Bring On The Dancing Horses



So to the Bali dance experience. It is one of those cultural things you’re urged not to miss and having just returned from it, I’m bloody glad that I didn’t. Tonight’s show took place on one of the many open space stages which abound in Ubud. The show itself was a performance of The Death of Kumbakarna and the story goes like this;
Upon the completion of the Situbanda Bridge, Rama and Laksmana, accompanied by his monkey army under the leader…….
…oh bollocks to it……this is what I managed to make out; There were 100 chanting men throughout the one hour performance, a white monkey character and a red monkey character danced like they were on a diet of All-Bran and laxatives for a week, there was a fight, two ape-like figures came on and shuffled around and a motley crew of other characters like something from Wanderley Wagon on acid wandered on and off at various stages. Three princesses trooped on and off at random intervals with bows and arrows and fired them at the ape-like figures. They seemed pretty pissed with the apes. It was like watching Flaming Lips without the fake blood. Extremely entertaining stuff.
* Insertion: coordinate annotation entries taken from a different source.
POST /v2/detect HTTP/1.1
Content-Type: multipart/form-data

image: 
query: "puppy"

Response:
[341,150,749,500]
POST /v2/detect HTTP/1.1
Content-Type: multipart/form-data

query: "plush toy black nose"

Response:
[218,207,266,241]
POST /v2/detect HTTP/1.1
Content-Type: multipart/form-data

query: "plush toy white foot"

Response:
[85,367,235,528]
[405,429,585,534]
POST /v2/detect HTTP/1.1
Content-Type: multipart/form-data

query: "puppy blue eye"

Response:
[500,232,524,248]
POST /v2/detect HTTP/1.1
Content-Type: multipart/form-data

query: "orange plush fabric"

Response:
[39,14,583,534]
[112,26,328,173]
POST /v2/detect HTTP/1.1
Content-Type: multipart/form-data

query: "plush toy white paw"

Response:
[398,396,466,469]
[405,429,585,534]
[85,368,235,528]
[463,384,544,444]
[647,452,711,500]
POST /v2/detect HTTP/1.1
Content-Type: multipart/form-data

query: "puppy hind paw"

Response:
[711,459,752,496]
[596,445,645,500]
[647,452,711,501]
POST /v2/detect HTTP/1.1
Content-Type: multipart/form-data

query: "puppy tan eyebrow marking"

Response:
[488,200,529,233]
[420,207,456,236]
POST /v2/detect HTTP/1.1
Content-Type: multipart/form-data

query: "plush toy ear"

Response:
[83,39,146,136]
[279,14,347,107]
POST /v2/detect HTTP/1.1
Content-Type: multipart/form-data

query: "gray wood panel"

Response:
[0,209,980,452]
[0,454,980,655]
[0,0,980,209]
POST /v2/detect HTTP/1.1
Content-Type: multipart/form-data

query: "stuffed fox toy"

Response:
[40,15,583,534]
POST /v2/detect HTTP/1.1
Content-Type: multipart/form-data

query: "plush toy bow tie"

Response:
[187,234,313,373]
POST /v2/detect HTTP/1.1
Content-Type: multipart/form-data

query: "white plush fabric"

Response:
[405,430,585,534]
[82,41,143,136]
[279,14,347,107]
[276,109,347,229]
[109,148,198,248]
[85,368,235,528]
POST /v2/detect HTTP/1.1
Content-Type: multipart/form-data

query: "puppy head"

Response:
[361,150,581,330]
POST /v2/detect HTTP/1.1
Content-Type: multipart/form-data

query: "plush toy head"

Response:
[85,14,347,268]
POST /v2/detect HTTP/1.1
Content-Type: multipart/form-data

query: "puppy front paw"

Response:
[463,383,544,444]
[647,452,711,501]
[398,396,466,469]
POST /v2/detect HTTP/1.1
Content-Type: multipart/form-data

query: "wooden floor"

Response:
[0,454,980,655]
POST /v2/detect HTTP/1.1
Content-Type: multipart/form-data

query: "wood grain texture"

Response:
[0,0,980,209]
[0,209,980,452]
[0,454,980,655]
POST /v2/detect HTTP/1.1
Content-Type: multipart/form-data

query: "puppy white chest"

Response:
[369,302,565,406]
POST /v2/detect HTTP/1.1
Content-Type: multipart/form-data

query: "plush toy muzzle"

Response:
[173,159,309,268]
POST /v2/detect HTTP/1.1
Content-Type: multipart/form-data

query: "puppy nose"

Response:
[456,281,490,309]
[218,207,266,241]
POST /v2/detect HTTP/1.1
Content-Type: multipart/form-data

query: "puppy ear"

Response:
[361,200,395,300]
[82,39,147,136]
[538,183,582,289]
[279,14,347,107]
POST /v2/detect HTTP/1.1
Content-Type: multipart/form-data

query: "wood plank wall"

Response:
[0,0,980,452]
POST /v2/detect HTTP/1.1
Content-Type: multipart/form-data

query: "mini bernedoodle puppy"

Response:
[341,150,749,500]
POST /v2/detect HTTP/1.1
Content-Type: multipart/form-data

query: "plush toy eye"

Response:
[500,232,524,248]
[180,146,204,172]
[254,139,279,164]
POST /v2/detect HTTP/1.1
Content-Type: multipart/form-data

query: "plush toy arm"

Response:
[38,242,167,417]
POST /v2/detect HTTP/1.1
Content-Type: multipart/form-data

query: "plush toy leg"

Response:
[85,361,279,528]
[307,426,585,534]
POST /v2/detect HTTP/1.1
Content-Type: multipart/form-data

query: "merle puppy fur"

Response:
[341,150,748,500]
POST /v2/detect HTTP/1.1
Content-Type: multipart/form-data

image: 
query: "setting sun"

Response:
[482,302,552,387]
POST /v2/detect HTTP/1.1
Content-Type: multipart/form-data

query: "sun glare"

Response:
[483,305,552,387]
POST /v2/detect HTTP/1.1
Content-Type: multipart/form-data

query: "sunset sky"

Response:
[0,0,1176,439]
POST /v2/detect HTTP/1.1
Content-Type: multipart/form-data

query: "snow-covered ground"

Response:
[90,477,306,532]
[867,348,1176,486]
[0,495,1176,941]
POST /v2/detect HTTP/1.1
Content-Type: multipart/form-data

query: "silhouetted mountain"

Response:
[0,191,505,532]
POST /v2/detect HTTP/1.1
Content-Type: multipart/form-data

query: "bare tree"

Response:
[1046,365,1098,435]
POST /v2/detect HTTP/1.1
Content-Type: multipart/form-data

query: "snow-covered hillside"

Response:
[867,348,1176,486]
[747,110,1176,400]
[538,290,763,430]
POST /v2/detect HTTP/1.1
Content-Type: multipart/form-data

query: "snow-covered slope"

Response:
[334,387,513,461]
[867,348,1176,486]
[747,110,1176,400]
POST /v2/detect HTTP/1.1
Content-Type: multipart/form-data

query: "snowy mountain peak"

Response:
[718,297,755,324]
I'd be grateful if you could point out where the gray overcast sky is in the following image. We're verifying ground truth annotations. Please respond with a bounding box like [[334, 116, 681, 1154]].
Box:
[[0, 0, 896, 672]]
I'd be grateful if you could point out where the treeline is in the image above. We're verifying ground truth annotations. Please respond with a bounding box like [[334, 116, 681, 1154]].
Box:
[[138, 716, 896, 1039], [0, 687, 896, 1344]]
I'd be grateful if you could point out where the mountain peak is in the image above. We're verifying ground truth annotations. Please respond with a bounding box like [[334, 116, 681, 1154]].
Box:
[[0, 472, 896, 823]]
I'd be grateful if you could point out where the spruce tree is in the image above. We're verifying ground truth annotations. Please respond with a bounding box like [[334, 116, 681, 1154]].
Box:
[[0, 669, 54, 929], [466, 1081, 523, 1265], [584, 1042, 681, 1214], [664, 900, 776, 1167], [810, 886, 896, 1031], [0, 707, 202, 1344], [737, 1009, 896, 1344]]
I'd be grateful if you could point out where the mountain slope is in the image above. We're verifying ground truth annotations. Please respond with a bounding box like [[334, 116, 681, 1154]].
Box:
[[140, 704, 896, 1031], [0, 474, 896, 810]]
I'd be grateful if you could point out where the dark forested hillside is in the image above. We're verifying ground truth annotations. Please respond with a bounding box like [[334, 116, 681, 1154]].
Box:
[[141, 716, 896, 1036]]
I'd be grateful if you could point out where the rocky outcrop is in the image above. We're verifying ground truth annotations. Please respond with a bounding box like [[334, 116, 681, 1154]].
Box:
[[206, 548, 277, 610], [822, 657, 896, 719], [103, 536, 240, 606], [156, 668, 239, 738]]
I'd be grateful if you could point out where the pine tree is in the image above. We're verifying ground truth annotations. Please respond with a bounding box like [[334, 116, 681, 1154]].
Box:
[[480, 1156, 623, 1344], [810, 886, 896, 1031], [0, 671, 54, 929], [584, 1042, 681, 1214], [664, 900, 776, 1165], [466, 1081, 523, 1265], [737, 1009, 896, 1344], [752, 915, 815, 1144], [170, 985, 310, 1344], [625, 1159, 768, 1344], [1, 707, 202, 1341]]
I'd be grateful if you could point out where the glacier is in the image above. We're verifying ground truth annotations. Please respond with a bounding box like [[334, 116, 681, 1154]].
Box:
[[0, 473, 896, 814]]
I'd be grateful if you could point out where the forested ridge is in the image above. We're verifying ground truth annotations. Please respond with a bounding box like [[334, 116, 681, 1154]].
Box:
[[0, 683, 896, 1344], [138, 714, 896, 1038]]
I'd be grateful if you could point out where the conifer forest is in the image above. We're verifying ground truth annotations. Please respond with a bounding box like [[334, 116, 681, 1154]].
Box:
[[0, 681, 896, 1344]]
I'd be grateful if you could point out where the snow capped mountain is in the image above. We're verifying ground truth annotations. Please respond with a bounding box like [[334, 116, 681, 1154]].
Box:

I don’t know who won the fight or what they were fighting for but I really don’t think that was the point. The most entertaining part of the show was the incessant chanting - ’chak chak chak chakkity chak’ - of the 100 or so males who formed a choral circle around the action throughout. This vocal chanting is, apparently, unique to what I witnessed tonight - the Kecak or ‘Monkey Dance’. Bali, specifically Ubud can, do little wrong for me. The night ended even more surreally - a pile of coconut husks were piled high and set alight. Then, a man appeared astride a fake horse - making King Arthur’s steed from The Holy Grail look like Shergar - and he danced and pranced around the pile before bizarrely launching himself into the lit pile of coconuts. Again and again. This he continued to do for 5 minutes. With that, the lights went up and we tourists went home. Ubud’s been good to me.